Monday, May. 02, 1960

Crisis of the Weeping Widow

Nearly all responsible Ceylonese devoutly hoped that the United National Party of jowly Dudley Shelton Senanayake, 47, would win a decisive victory in the March election. After 3½ years of indecision, corruption and leftward drift under the Sri Lanka Freedom Party of assassinated Prime Minister Solomon West Ridgeway Dias Bandaranaike, Ceylon badly needed a firm and honest hand on the tiller. But tardily proclaiming itself opposed to Communist influence, the Sri Lanka Party paraded Bandaranaike's weeping widow all over Ceylon, garnered enough sympathy to split the conservative vote, almost match (50 to 46) the U.N.P. in total seats.
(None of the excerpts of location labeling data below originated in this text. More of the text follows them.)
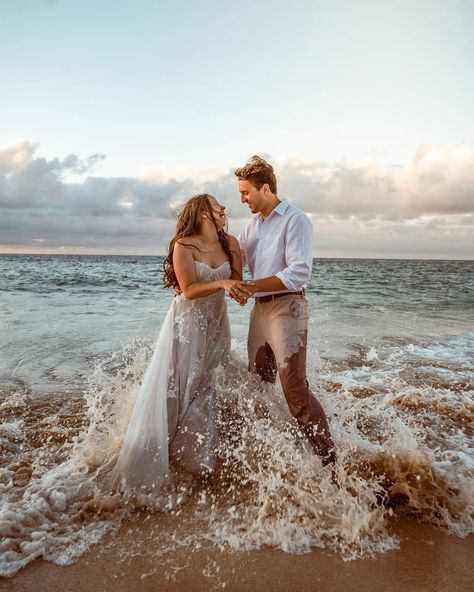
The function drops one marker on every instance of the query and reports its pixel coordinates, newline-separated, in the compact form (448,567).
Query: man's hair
(258,172)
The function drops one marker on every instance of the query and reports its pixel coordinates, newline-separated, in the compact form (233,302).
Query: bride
(174,413)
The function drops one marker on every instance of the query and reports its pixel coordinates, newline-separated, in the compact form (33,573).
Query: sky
(113,113)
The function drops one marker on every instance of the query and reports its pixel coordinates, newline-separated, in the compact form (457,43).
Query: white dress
(174,413)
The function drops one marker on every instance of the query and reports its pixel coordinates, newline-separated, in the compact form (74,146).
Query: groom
(277,247)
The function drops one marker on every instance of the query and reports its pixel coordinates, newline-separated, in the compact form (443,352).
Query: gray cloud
(422,207)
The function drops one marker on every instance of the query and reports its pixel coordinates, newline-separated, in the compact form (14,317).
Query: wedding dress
(174,413)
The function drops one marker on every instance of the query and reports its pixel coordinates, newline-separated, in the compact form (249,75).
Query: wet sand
(428,559)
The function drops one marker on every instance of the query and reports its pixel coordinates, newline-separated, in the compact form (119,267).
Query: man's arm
(299,259)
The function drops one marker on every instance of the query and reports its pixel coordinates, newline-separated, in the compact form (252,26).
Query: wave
(404,448)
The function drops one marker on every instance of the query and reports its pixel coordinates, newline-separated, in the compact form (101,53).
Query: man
(277,247)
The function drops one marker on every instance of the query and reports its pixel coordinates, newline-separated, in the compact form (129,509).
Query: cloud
(438,180)
(422,207)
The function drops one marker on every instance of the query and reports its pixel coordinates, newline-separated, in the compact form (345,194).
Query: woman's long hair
(189,224)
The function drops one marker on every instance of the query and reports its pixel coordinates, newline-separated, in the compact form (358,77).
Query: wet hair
(258,172)
(189,224)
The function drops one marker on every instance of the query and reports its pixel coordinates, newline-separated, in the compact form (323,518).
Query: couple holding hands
(174,413)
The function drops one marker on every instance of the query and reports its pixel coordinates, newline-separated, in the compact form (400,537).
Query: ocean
(390,357)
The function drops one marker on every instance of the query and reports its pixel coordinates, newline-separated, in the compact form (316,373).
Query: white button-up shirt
(281,245)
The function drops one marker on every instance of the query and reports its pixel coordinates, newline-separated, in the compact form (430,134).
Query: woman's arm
(185,270)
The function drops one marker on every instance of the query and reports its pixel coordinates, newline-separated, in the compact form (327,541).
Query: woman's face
(219,212)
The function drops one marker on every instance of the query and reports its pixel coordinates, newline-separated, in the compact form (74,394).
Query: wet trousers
(277,342)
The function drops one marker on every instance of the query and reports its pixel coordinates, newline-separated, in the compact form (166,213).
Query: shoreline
(427,559)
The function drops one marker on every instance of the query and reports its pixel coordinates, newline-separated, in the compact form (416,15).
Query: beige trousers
(277,340)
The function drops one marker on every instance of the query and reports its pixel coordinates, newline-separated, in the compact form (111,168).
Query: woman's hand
(238,290)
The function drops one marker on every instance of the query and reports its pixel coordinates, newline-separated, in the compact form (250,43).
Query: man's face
(255,198)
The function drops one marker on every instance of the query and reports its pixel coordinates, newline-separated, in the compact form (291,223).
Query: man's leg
(287,320)
(261,358)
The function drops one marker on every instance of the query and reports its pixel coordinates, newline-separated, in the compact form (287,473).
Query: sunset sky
(115,112)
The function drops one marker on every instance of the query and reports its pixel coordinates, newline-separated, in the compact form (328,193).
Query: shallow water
(390,358)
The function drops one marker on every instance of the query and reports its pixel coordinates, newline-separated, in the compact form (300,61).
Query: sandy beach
(428,559)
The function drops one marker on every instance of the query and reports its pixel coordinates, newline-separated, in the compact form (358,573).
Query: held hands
(238,290)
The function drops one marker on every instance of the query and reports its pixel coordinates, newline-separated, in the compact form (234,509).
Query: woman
(174,414)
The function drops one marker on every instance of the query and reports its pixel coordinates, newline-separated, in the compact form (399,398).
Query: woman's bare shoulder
(187,242)
(234,243)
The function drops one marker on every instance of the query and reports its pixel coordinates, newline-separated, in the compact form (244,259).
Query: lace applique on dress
(174,413)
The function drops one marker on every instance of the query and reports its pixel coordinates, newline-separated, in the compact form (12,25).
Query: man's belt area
(260,299)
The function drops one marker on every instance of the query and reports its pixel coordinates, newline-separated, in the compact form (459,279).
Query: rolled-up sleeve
(298,253)
(241,239)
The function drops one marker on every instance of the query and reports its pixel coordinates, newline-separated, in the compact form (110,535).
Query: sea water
(390,357)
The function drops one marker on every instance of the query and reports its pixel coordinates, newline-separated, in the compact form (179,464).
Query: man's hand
(238,290)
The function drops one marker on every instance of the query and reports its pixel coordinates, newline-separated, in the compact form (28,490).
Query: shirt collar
(280,209)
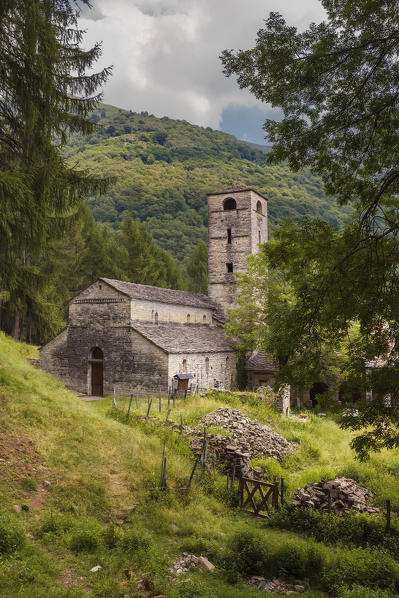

Appointed Prime Minister, Senanayake angled patiently for enough votes to give him a clear anti-Communist majority. But the Bandaranaike party refused to support him, and he himself would have no truck with the Trotskyite opposition. Last week, defeated on a technical vote of no confidence, Senanayake gave up, asked Ceylon's Governor General Sir Oliver Goonetilleke to dissolve Parliament and call new elections in July. By then, Senanayake hoped, Ceylon's voters would be less susceptible to an overwrought widow's overworked tears, return the U.N.P. with a workable majority.